Rolls-Royce's new chief executive Warren East thinks the British aircraft engine-maker has become bloated in its old age. He intends to put it on a crash diet to end the malaise that has forced the company to issue a string of profit warnings.
The only problem is that the need to continue spending on research and development -- a perfectly natural endeavor for a technology-led manufacturer -- limits his room for maneuver.
Rolls-Royce books about 13.7 billion pounds ( $20.5 billion) in annual revenues but 4 billion pounds of that vanishes on stuff not spent directly on making or delivering products to customers. East announced a management reshuffle this week to help slim down Rolls Royce's top-heavy organisation and save 150-200 million pounds in yearly costs by 2017.
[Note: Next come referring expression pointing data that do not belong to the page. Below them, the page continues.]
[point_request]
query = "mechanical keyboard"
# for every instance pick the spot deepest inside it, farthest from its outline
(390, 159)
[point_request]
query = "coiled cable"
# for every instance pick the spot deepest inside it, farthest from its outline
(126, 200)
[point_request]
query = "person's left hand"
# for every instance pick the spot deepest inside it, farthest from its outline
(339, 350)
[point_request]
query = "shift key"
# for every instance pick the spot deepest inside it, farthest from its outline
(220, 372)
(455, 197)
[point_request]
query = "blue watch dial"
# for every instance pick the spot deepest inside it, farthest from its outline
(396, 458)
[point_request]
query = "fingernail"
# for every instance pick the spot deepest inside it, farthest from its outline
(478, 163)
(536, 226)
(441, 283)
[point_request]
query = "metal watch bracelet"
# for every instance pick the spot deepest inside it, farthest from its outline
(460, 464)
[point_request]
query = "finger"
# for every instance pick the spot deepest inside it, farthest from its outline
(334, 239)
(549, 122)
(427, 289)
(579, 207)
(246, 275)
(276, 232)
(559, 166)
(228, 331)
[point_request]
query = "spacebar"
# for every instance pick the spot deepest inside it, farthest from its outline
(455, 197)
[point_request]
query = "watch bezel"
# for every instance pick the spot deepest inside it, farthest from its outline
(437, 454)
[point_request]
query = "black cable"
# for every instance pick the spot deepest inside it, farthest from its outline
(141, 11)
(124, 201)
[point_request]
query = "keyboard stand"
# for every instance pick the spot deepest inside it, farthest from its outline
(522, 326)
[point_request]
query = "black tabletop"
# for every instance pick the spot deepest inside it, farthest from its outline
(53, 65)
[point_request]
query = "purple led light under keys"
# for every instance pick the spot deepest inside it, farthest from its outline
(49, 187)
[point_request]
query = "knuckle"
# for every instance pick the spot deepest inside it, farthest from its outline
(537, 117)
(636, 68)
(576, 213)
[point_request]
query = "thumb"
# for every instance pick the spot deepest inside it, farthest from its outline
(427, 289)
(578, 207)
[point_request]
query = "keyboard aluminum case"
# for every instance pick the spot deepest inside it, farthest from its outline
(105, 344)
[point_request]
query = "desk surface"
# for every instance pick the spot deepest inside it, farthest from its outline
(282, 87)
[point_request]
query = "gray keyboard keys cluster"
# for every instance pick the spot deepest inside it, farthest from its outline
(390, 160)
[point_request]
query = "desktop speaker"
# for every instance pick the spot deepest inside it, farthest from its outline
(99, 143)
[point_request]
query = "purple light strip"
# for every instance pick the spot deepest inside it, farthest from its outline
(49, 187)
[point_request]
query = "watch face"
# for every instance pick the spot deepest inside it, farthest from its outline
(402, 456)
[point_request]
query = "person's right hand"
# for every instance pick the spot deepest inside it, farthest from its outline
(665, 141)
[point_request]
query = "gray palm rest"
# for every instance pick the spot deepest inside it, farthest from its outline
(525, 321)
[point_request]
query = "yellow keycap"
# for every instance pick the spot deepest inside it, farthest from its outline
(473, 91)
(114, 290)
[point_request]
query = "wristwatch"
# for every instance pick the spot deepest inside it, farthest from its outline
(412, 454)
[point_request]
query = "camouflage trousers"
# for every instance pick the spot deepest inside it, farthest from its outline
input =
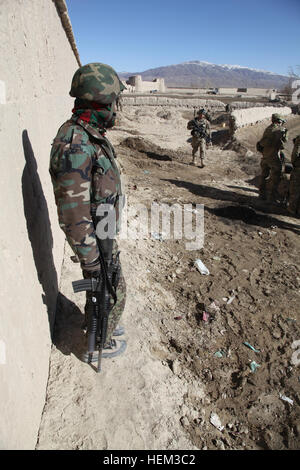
(271, 168)
(117, 310)
(201, 144)
(294, 190)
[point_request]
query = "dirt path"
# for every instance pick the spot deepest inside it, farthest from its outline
(164, 391)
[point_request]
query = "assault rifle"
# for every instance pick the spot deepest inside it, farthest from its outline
(103, 289)
(198, 130)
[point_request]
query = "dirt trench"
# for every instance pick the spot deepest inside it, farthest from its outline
(211, 361)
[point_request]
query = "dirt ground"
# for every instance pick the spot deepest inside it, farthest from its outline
(187, 379)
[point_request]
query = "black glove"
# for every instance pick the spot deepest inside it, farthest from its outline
(89, 274)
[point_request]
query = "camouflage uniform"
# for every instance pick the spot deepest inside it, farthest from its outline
(199, 137)
(294, 189)
(271, 143)
(232, 126)
(85, 175)
(119, 103)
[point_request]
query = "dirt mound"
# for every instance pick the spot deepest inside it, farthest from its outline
(212, 360)
(137, 143)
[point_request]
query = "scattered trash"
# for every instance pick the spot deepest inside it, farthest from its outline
(254, 366)
(216, 422)
(201, 267)
(205, 316)
(231, 299)
(220, 353)
(214, 306)
(251, 347)
(284, 398)
(157, 236)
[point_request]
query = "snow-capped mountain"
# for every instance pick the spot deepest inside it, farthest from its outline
(205, 74)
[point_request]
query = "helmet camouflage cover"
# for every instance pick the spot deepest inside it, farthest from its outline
(277, 117)
(96, 82)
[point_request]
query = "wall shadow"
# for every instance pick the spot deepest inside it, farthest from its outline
(39, 229)
(68, 336)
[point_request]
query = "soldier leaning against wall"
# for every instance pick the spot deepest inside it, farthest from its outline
(201, 136)
(86, 178)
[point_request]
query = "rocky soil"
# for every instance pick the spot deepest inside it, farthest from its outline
(212, 361)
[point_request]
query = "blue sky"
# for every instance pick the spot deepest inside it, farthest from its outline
(136, 35)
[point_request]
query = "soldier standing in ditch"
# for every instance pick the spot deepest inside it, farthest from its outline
(200, 130)
(294, 189)
(271, 143)
(85, 175)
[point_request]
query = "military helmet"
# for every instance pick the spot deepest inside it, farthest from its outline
(277, 118)
(96, 82)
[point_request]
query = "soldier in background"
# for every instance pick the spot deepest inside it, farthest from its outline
(119, 103)
(271, 143)
(200, 131)
(232, 126)
(85, 175)
(294, 189)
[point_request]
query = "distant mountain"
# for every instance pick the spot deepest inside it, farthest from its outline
(204, 74)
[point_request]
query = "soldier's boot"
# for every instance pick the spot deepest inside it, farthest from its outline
(112, 349)
(262, 194)
(195, 161)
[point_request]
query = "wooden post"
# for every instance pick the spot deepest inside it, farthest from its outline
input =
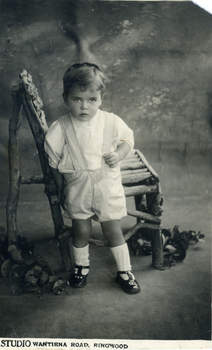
(14, 171)
(33, 108)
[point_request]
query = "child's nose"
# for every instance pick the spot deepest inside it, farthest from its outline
(84, 105)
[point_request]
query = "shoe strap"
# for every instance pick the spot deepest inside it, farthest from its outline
(129, 273)
(80, 268)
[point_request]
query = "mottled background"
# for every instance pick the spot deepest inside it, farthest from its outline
(156, 56)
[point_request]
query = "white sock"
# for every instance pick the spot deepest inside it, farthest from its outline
(122, 257)
(81, 257)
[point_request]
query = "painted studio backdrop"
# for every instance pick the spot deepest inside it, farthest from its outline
(157, 60)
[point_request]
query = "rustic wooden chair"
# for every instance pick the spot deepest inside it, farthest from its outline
(138, 177)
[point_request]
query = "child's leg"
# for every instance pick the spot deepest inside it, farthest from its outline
(82, 231)
(113, 232)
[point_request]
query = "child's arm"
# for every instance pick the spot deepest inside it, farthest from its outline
(113, 158)
(60, 186)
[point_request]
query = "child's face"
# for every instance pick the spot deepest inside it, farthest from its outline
(83, 105)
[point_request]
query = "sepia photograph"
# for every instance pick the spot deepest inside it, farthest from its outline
(105, 158)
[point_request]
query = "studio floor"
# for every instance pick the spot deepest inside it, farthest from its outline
(174, 304)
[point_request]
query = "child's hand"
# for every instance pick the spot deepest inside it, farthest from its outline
(61, 198)
(111, 159)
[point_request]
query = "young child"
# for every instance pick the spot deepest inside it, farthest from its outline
(84, 149)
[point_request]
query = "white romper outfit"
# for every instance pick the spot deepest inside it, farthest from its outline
(76, 149)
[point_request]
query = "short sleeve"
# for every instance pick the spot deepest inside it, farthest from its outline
(54, 143)
(123, 133)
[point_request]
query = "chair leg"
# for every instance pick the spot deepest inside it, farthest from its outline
(157, 249)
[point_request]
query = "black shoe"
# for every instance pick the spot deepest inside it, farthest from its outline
(129, 286)
(78, 280)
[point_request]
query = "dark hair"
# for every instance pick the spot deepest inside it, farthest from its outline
(84, 76)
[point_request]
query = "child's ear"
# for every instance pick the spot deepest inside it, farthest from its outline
(65, 99)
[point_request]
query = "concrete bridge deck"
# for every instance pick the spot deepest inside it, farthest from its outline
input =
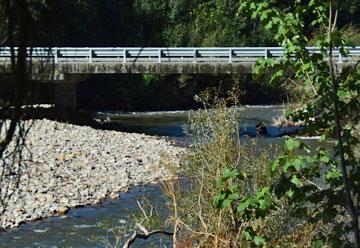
(84, 60)
(69, 65)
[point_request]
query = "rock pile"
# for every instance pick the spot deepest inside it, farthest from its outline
(68, 166)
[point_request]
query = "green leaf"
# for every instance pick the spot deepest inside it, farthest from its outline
(290, 193)
(297, 181)
(291, 144)
(259, 240)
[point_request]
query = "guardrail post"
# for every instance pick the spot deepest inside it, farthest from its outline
(90, 55)
(159, 56)
(230, 56)
(124, 56)
(55, 55)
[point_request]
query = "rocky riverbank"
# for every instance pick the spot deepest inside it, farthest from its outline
(68, 166)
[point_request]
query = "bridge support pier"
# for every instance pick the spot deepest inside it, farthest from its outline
(65, 98)
(65, 95)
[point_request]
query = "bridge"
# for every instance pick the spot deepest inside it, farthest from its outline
(70, 65)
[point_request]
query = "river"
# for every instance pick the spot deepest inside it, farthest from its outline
(92, 226)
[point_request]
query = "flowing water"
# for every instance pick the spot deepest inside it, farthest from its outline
(93, 226)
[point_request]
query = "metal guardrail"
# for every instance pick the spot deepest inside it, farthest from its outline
(163, 54)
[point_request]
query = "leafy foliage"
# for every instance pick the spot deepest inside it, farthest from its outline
(311, 178)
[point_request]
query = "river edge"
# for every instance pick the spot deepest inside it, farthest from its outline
(68, 166)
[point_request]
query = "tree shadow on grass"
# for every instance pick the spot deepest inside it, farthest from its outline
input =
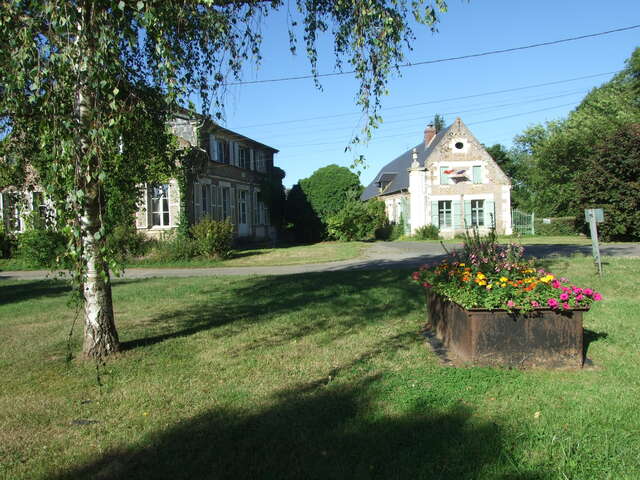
(332, 302)
(312, 432)
(12, 292)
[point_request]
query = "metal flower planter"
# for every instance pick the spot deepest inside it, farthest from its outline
(544, 337)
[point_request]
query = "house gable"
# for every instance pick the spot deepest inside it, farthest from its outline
(457, 146)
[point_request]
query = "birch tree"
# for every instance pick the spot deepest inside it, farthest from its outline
(87, 88)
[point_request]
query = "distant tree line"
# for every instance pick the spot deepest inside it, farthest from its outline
(591, 159)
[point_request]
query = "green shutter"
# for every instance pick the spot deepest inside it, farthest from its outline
(477, 174)
(456, 213)
(444, 179)
(434, 214)
(197, 200)
(467, 214)
(489, 213)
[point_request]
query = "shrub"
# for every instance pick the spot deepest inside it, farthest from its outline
(213, 238)
(172, 247)
(125, 241)
(358, 221)
(427, 232)
(41, 248)
(7, 243)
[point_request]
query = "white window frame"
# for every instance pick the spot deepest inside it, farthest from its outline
(164, 214)
(226, 203)
(244, 157)
(442, 214)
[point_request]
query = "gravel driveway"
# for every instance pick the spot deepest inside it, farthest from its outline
(380, 255)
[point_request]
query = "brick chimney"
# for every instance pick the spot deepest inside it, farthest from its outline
(429, 134)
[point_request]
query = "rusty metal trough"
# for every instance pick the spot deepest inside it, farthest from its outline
(543, 337)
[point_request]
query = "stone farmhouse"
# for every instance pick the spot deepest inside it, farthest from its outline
(224, 183)
(448, 180)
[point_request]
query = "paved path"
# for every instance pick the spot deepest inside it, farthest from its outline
(380, 255)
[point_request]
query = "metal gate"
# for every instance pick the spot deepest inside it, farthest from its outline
(522, 222)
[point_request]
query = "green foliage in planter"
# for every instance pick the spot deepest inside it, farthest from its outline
(427, 232)
(213, 238)
(358, 221)
(485, 274)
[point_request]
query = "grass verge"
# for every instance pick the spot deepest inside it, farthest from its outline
(245, 257)
(306, 376)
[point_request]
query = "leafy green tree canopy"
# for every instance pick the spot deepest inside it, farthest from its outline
(558, 149)
(329, 188)
(612, 182)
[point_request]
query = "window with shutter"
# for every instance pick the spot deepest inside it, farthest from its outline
(434, 214)
(477, 174)
(160, 205)
(226, 203)
(477, 213)
(489, 214)
(445, 213)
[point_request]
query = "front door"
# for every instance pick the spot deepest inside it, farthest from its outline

But East has ring-fenced R&D, which he views as the seed of Rolls Royce's future sales and profits. The trouble is, R&D has become such a large proportion of operating expenses -- almost 800 million pounds last year or roughly four times the cost-saving target -- that funding all those big brains is eroding the company's ability to generate cash flow.
According to Bloomberg data, Rolls-Royce's operating expenses as a percentage of sales have increased steadily over the past four years. But as the chart below shows, this growth has come from an increase in R&D spending. Over the same period, general and admin expenses, something you would associate more readily with a bloated corporate structure, has actually declined as a proportion of revenue.
The company has been investing heavily in developing new engines such as the Trent XWB-97 and Trent 7000, which are destined for the new Airbus A350 and A330neo respectively. It's also plowing cash into futuristic aero-engine designs such as the Advance and Ultrafan. The latter has a fancy, geared design and carbon titanium fan system and should be ready by 2025.
As some development projects reach maturity Rolls-Royce accountants will be able to capitalize R&D costs on the balance sheet, rather than expense them. Yet management is still guiding for at least 750 million pounds of net R&D spending in 2015, a figure that probably won't fall in subsequent years. With revenue expected to decline this year and next, that means it's likely to remain inflated as a percentage of sales.
Indeed, if Airbus decides to overhaul its A380 superjumbo, it's conceivable Rolls-Royce will have to invest even more. R&D is therefore a cost lever that East is unable to pull as he tries to stem a cash shortfall due in part to weaker-than-expected after-market income from ageing wide body aircraft.
There's also the argument about whether the company has been spending its development budget wisely: for example, should it have invested in narrow-body engines or doing more in corporate jets?
In fairness, the recent R&D splurge has been the result of winning contracts to supply major aircraft such as the A350 and A330neo. Had it lost out to rivals, it could now slash development costs and profits would go up (before collapsing a few years later). The hope is that one day, the new engines will start delivering handsome after-market fees.
But because of Rolls-Royce's nasty habit of springing earnings surprises, the market has lost confidence in those long-term aims and the reliability of future cash flow. East's challenge is to change that perception by making the company a far leaner outfit. The R&D conundrum shows that won't be easy.